Sub population represents the combination of certain predictor variables. B, which is the regression coefficient, stands for the change that occurs in the dependent variable for an increase in the predictor variable unit. Another parameter is the T-test which is a statistical comparison between to variables. This helps in determining whether the two different variables are similar or different, their rate of change might for instance be identical. In the given example, if the population to be examined included both sexes (Male and Female), then the t-test would determine whether the cholesterol level in the body for both sexes had the same effect on the probability of having a heart attack or if there was a difference (Grove, 2005). The F-statistic is vital in the analysis of variance as well as linear regression. This is usually a square of the t-value. The null hypothesis on the other hand stands for the general position that can either be proved right or wrong depending on the findings from the research (Munro, 2000). In the mentioned case, the null hypothesis could be; ‘People with high cholesterol levels are more susceptible to heart attacks than those with lower cholesterol levels.’
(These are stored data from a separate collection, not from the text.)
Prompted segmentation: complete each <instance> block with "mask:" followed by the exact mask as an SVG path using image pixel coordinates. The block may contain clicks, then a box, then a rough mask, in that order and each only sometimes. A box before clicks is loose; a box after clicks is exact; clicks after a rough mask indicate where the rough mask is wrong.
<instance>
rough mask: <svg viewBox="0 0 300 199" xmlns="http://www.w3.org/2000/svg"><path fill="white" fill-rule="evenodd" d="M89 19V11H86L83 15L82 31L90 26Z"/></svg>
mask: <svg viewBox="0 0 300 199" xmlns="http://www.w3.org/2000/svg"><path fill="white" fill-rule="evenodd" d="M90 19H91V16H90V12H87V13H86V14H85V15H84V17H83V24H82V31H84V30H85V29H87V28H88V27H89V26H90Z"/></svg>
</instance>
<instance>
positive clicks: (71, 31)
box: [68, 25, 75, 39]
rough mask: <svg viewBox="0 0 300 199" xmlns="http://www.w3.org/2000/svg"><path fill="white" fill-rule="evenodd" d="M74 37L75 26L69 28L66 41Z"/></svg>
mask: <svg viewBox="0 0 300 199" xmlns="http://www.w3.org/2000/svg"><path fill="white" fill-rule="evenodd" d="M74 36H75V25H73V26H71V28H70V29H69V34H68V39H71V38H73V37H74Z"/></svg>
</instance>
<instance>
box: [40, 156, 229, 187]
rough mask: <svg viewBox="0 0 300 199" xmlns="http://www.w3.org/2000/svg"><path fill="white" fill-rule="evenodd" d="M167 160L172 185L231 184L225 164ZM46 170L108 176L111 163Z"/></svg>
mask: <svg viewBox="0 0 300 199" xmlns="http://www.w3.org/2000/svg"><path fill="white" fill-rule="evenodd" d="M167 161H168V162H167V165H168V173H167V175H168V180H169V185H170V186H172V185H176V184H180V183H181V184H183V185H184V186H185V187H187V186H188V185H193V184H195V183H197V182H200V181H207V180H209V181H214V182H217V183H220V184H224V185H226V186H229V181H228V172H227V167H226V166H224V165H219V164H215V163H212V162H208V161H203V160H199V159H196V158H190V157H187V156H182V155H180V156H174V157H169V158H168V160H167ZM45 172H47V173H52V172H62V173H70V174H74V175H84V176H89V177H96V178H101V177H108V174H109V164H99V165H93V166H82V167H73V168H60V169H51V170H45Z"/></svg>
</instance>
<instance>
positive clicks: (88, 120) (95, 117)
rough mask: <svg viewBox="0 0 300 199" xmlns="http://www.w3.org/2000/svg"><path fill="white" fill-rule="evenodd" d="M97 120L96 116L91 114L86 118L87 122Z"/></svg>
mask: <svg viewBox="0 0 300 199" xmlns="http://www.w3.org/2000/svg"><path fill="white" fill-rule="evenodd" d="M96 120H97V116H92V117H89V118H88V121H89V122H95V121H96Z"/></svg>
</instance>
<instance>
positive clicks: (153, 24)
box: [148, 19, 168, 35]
Regression is a parameter that determines how strong the dependent variable is related to the independent variables. According to the given case, it is quite evident that Logistic regression is very important in determining the probability of some condition occurring or not. Basing on such deductions, one is able to give advice concerning a number of conditions for instance in the medical field. In the given case for instance, if it turns out that those with high cholesterol levels have a greater chance of developing a heart attack, then the doctor might advise his/her patience to reduce the rate of cholesterol consumption so as to avoid the risk of developing a heart attack (Munro, 2000).

References

Ahuja, R. (2010). Research Methods. New Delh: Rawat Publications.

Baker, T. (1988). Doing Social Research. New York: McGraw Hill Book Co.

Brockopp, D. (2003). Fundamental of Nursing Research. Boston: Jones and Bartle.

Grove, N. B. (2005). The Practice of Nursing Research Appraisal, Synthesis, and Generation of Evidence. Texas: Saunders.

Munro, B. H. (2000). Statistical methods for health care research. Michigan: Lippincott Williams & Wilkins.